L’autre caractéristique historique importante de l’île est beaucoup plus récente. Il s’agit de la mine d’or et d’argent d’Aikawa. Bien que déjà mentionnée dans Histoires qui sont maintenant du passé (Konjaku monogatari shû, éd. Gallimard, 1968), une anthologie de récits de la fin du XIIe siècle), la mine a été systématiquement exploitée à partir du début du XVIIe siècle par le nouveau shogunat des Tokugawa. A son apogée, elle fournissait 400 kilogrammes d’or par an.
La nouvelle prospérité a attiré des ingénieurs, des mineurs, des techniciens et des charpentiers. Cependant, l’augmentation de la population n’a pas été suffisante pour assurer le fonctionnement rapide de la mine, ce qui a conduit le gouvernement à envoyer des dizaines de sans-abri de tout le pays à Sado et à les forcer à travailler comme esclaves. Ces personnes étaient connues sous le nom de hoito et, comme les burakumin, elles étaient victimes de discriminations et connaissaient des conditions de vie très difficiles.

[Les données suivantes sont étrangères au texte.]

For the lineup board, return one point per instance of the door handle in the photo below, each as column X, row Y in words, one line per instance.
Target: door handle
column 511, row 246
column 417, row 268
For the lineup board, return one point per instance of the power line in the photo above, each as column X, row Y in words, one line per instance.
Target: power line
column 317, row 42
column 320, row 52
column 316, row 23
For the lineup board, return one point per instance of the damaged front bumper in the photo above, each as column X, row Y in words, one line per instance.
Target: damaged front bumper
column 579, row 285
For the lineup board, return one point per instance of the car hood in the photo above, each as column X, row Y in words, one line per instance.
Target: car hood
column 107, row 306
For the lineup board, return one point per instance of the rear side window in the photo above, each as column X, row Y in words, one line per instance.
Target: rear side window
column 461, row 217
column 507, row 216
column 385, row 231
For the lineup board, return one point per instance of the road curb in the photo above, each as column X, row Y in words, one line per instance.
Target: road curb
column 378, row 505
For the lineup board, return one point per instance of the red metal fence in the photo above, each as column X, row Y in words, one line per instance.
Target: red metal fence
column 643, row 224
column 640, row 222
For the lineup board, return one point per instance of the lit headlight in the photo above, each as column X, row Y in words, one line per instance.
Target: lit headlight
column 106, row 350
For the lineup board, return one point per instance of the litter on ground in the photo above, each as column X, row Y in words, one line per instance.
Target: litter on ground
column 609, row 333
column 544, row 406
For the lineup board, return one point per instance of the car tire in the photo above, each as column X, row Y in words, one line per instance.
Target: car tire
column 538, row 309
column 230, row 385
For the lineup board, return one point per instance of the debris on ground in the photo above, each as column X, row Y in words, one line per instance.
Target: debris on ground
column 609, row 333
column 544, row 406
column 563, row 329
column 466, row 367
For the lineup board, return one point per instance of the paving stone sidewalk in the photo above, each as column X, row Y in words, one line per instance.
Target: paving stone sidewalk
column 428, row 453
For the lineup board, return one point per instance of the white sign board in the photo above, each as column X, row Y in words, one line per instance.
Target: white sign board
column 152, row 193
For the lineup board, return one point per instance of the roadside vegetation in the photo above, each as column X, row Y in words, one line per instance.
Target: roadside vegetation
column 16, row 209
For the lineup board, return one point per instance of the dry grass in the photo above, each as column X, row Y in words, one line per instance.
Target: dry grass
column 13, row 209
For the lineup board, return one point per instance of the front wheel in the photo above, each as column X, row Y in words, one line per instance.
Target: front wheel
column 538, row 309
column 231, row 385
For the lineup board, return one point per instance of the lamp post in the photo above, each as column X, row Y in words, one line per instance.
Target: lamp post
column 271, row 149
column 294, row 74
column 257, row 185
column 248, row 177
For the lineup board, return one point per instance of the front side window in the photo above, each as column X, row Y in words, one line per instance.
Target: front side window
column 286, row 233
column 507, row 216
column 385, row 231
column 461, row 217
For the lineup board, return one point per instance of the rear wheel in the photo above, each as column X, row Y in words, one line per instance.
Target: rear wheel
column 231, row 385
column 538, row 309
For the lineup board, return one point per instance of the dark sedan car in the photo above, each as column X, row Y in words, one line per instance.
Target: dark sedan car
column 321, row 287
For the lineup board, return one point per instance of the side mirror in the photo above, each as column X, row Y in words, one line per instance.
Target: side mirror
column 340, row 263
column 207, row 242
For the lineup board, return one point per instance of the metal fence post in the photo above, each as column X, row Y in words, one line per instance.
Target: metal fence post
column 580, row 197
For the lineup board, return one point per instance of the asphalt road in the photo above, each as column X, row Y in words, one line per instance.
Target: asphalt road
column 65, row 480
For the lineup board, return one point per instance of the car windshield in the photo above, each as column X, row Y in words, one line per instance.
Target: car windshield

Huit grosses veines d’or s’étendaient sur 3 kilomètres d’est en ouest, 600 m du nord au sud et à 800 mètres de profondeur. Au total, 78 tonnes d’or et 2 300 tonnes d’argent sont venues remplir les coffres du gouvernement pendant les 373 années de son exploitation entre 1601 et 1974. Après avoir été définitivement fermée en 1989, la mine a été préservée comme un bel exemple de patrimoine industriel et est devenue une attraction touristique. De nos jours, elle abrite des dizaines d’automates effrayants qui martèlent. Il y a deux mines principales – une de la période Edo (1603-1868) et une autre de la période Meiji (1868-1912) – pour un total de 400 kilomètres de tunnels (la même distance entre Sado et Tôkyô). De l’extérieur, on peut même se rendre sur l’un des sites les plus emblématiques de Sado : la montagne qui se trouve au-dessus de la mine a perdu sa partie centrale comme si un géant avait abattu sa hache de guerre en plein milieu.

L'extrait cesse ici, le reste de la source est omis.